---
title: "Importing legacy PhIP-Seq data (convert_legacy)"
output: rmarkdown::html_vignette
vignette: >
  %\VignetteIndexEntry{Importing legacy PhIP-Seq data (convert_legacy)}
  %\VignetteEngine{knitr::rmarkdown}
  %\VignetteEncoding{UTF-8}
---

```{r, include = FALSE}
knitr::opts_chunk$set(
  collapse = TRUE,
  comment = "#>"
)
```

```{r setup}
library(phiperio)
library(dplyr)
```

# What this covers

`convert_legacy()` ingests the classic three-file PhIP-Seq input
(exist/fold_change/raw counts) plus sample metadata (and optional timepoints).
This vignette shows compact cross-sectional and longitudinal examples.

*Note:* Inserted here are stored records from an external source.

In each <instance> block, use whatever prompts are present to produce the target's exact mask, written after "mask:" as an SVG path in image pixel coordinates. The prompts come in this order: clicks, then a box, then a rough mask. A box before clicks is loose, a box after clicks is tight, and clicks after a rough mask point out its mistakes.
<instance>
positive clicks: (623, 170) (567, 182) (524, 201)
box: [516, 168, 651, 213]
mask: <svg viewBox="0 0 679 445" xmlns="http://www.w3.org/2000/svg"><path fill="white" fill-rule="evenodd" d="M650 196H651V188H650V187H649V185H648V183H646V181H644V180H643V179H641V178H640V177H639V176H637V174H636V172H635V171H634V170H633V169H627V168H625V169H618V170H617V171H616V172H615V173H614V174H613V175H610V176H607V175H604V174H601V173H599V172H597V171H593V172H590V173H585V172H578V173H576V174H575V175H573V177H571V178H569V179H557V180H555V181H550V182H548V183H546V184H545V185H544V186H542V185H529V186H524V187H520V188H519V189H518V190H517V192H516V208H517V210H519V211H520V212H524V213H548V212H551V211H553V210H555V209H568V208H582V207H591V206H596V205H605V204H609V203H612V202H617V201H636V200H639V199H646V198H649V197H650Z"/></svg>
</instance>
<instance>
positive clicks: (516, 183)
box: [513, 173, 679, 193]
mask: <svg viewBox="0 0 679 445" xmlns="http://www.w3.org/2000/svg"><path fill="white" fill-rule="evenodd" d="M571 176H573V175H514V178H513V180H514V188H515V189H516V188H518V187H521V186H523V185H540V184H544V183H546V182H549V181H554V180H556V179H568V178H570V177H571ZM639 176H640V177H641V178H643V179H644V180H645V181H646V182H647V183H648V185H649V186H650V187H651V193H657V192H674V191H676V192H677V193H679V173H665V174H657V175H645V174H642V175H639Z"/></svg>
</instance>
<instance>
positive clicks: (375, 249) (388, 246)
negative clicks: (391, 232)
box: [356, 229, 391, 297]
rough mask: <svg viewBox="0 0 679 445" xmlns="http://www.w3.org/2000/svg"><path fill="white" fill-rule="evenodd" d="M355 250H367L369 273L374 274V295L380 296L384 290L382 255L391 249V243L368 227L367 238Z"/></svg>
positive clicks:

# Cross-sectional: one sample per subject

We create minimal CSVs in a temp dir: `exist`, `samples`, and raw counts.

```{r}
tmp <- withr::local_tempdir()

# exist matrix: peptide x sample
exist_path <- file.path(tmp, "exist.csv")
write.csv(data.frame(
  peptide_id = c("p1", "p2"),
  s1 = c(1, 0),
  s2 = c(0, 1)
), exist_path, row.names = FALSE)

# raw counts (input/hit)
input_path <- file.path(tmp, "counts_input.csv")
write.csv(data.frame(
  peptide_id = c("p1", "p2"),
  s1 = c(100, 80),
  s2 = c(90, 120)
), input_path, row.names = FALSE)

hit_path <- file.path(tmp, "counts_hit.csv")
write.csv(data.frame(
  peptide_id = c("p1", "p2"),
  s1 = c(5, 0),
  s2 = c(0, 7)
), hit_path, row.names = FALSE)

# sample metadata (cross-sectional: sample_id == subject_id)
samples_path <- file.path(tmp, "samples.csv")
write.csv(data.frame(
  sample_id = c("s1", "s2"),
  age       = c(34, 58),
  sex       = c("F", "M")
), samples_path, row.names = FALSE)

pd_xc <- convert_legacy(
  exist_file       = exist_path,
  input_file       = input_path,
  hit_file         = hit_path,
  samples_file     = samples_path,
  extra_cols       = c("age", "sex"),
  peptide_library  = FALSE,
  materialise_table = FALSE
)

get_counts(pd_xc) |> arrange(sample_id, peptide_id) |> collect()
```

# Longitudinal: multiple samples per subject

Add a timepoints map so the same subject_id has multiple sample_ids.

```{r}
# reuse exist/raw counts shapes but rename columns to match sample_ids
exist_lg_path <- file.path(tmp, "exist_long.csv")
write.csv(data.frame(
  peptide_id = c("p1", "p2"),
  s1_t1 = c(1, 0),
  s1_t2 = c(1, 0),
  s2_t1 = c(0, 1),
  s2_t2 = c(0, 1)
), exist_lg_path, row.names = FALSE)

input_lg_path <- file.path(tmp, "counts_input_long.csv")
write.csv(data.frame(
  peptide_id = c("p1", "p2"),
  s1_t1 = c(100, 80),
  s1_t2 = c(110, 90),
  s2_t1 = c(95, 130),
  s2_t2 = c(90, 125)
), input_lg_path, row.names = FALSE)

hit_lg_path <- file.path(tmp, "counts_hit_long.csv")
write.csv(data.frame(
  peptide_id = c("p1", "p2"),
  s1_t1 = c(6, 0),
  s1_t2 = c(7, 0),
  s2_t1 = c(0, 8),
  s2_t2 = c(0, 9)
), hit_lg_path, row.names = FALSE)

samples_lg_path <- file.path(tmp, "samples_long.csv")
write.csv(data.frame(
  sample_id = c("s1_t1", "s1_t2", "s2_t1", "s2_t2"),
  subject_id = c("subj1", "subj1", "subj2", "subj2"),
  timepoint  = c("T1", "T2", "T1", "T2"),
  age       = c(34, 34, 58, 58),
  sex       = c("F", "F", "M", "M")
), samples_lg_path, row.names = FALSE)

pd_lg <- convert_legacy(
  exist_file       = exist_lg_path,
  input_file       = input_lg_path,
  hit_file         = hit_lg_path,
  samples_file     = samples_lg_path,
  timepoints_file  = NULL,  # subject_id/timepoint already in samples metadata
  extra_cols       = c("subject_id", "timepoint", "age", "sex"),
  peptide_library  = FALSE,
  materialise_table = FALSE
)

get_counts(pd_lg) |>
  distinct(subject_id, sample_id, timepoint, peptide_id, exist, input_count, hit_count) |>
  arrange(subject_id, timepoint, peptide_id) |>
  collect()
```

# Key points

- Cross-sectional: `sample_id == subject_id`; no timepoints file needed.
- Longitudinal: provide `timepoints_file` so samples map to subjects and visits.
- `convert_legacy()` accepts CSV or Parquet for each matrix.
- Keep columns consistent across files (same peptide_id set, matching sample_id columns).
- Use `peptide_library = TRUE` to attach annotations (skip here for speed).